Image Recognition Tasks
Image challenges are a good way to distinguish between real users and bots. They require manual interaction by the user and aim to be hard to solve by bots. Such a puzzle could be repeating a set of distorted characters or selecting images that match a description.
While these types of tasks are usually hard to solve for bots, there are many services that offer automated solving for very little money. These services are usually powered by artificial intelligence or cheap labor. In addition, image and audio recognition tasks are not accessible to all users and hurt the user experience which can cause increased abandonment. This presents website operators with a particular challenge if they want to ensure that their website is accessible.
Managed Bot Protection Solutions
Integrating all these anti-bot measures can be a lot of work for an individual website. That’s why there are managed web security solutions that aim to protect websites against bots while being relatively easy to implement. One of these solutions is Friendly Captcha.

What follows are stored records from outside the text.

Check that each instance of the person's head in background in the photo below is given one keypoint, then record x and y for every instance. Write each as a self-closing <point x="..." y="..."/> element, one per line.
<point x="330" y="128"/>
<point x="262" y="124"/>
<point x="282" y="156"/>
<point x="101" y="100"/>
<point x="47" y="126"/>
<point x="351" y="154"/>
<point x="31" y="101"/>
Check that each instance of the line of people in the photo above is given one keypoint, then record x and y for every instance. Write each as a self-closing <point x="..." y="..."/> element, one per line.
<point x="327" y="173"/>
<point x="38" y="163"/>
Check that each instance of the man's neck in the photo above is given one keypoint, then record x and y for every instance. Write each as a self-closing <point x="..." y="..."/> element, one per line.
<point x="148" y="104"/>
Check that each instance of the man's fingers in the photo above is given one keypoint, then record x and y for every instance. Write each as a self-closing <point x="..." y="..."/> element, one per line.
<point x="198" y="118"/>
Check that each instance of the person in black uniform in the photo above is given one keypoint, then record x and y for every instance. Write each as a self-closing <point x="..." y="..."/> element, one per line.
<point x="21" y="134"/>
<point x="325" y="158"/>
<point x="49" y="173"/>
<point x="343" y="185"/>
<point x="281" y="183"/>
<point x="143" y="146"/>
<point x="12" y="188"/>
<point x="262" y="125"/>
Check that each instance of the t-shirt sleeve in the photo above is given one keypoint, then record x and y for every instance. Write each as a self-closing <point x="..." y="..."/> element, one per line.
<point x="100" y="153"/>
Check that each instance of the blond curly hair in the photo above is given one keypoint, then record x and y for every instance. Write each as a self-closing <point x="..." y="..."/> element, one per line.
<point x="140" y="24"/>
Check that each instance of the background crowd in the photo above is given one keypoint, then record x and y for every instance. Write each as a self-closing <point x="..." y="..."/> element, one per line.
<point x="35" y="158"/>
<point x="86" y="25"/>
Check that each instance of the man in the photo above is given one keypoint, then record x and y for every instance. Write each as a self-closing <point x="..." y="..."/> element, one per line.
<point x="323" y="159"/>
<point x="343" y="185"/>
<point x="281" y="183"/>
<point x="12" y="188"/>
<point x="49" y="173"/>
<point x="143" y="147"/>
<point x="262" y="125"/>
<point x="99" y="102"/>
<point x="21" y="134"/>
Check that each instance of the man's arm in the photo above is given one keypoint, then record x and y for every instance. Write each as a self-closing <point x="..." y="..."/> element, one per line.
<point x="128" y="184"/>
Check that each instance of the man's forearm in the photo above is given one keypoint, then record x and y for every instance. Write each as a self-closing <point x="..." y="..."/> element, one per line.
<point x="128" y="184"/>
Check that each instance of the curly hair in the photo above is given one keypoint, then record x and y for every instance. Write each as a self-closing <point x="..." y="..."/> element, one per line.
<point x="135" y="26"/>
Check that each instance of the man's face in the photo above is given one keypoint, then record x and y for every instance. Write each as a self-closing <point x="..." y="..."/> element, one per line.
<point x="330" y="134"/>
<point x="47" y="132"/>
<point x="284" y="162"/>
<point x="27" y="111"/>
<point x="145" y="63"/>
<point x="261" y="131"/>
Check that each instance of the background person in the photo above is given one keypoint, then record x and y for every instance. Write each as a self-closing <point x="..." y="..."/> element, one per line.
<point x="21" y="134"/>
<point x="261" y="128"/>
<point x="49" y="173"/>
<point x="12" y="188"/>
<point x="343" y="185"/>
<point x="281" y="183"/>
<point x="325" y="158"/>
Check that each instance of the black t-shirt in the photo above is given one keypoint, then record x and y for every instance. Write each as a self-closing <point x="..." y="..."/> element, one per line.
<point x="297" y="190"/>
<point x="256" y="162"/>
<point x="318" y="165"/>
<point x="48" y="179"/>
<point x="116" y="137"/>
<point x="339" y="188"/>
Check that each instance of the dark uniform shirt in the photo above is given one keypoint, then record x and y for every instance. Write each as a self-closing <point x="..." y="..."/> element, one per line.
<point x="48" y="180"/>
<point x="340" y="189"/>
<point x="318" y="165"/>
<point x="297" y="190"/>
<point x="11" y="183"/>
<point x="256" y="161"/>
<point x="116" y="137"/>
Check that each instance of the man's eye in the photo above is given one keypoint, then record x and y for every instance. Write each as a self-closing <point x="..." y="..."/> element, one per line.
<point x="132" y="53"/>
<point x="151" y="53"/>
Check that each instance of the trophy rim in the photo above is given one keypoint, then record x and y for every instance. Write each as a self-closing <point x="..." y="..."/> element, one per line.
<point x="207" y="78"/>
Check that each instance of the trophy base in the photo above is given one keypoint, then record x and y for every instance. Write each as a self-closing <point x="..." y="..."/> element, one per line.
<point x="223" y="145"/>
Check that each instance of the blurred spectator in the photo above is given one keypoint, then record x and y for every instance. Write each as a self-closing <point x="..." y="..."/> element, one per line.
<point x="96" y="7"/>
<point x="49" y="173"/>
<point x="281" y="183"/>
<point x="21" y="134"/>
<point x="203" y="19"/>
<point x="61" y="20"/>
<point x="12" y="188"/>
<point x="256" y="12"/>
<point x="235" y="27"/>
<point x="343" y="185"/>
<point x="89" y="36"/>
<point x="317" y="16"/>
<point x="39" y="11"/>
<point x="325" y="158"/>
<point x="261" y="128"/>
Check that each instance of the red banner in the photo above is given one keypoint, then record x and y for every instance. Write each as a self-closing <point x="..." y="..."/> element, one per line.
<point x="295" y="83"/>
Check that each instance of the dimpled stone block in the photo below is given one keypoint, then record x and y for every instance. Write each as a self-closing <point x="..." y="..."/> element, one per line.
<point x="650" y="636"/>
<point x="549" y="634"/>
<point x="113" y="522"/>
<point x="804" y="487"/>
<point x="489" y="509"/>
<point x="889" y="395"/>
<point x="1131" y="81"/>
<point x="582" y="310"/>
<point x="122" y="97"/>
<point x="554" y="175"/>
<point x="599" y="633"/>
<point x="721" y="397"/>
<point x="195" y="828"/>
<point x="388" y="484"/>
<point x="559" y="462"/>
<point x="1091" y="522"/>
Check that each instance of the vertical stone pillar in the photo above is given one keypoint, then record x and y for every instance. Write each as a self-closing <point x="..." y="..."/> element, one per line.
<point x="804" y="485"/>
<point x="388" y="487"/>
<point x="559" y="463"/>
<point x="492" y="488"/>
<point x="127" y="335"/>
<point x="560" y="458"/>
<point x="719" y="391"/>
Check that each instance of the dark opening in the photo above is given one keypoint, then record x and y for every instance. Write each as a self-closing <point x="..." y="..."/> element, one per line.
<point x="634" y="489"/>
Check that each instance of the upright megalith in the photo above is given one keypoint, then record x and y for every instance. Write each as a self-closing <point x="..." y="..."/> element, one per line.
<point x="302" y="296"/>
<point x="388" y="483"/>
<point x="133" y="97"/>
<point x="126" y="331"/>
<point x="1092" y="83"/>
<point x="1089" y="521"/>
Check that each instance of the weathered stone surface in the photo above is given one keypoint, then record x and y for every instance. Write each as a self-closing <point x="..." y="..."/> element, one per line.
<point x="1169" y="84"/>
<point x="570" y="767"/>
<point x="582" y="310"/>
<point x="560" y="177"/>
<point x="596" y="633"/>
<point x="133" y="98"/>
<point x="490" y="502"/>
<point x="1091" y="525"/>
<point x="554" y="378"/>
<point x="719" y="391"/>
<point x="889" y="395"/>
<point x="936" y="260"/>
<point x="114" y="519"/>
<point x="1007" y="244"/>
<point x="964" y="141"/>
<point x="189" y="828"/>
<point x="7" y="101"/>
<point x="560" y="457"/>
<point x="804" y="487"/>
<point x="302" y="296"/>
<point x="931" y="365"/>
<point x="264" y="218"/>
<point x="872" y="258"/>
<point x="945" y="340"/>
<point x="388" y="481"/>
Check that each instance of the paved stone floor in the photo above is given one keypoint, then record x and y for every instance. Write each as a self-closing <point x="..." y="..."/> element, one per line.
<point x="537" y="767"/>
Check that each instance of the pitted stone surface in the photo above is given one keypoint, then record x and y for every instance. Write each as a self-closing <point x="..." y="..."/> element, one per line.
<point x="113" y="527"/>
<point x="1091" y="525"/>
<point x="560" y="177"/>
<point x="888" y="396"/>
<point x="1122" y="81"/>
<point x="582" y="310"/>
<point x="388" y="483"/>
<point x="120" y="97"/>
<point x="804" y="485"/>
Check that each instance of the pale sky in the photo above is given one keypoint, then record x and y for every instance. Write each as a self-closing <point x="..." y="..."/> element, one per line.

Friendly Captcha is the only sophisticated proof of work based solution on the market. Friendly Captcha uses a combination of advanced cryptography and fingerprinting with full privacy protection to defend websites and forms from attacks. Each user gets a unique cryptographic puzzle which can be solved by the user’s browser in the background. By combining an anonymized version of the users’ fingerprint and additional checking parameters, Friendly Captcha can detect when a user makes suspicious requests and scale the difficulty of its cryptographic puzzles. In comparison to other managed bot protection solutions, Friendly Captcha is accessible to everyone, doesn’t require manual interaction by the user, is fully privacy compliant and slows down suspicious traffic.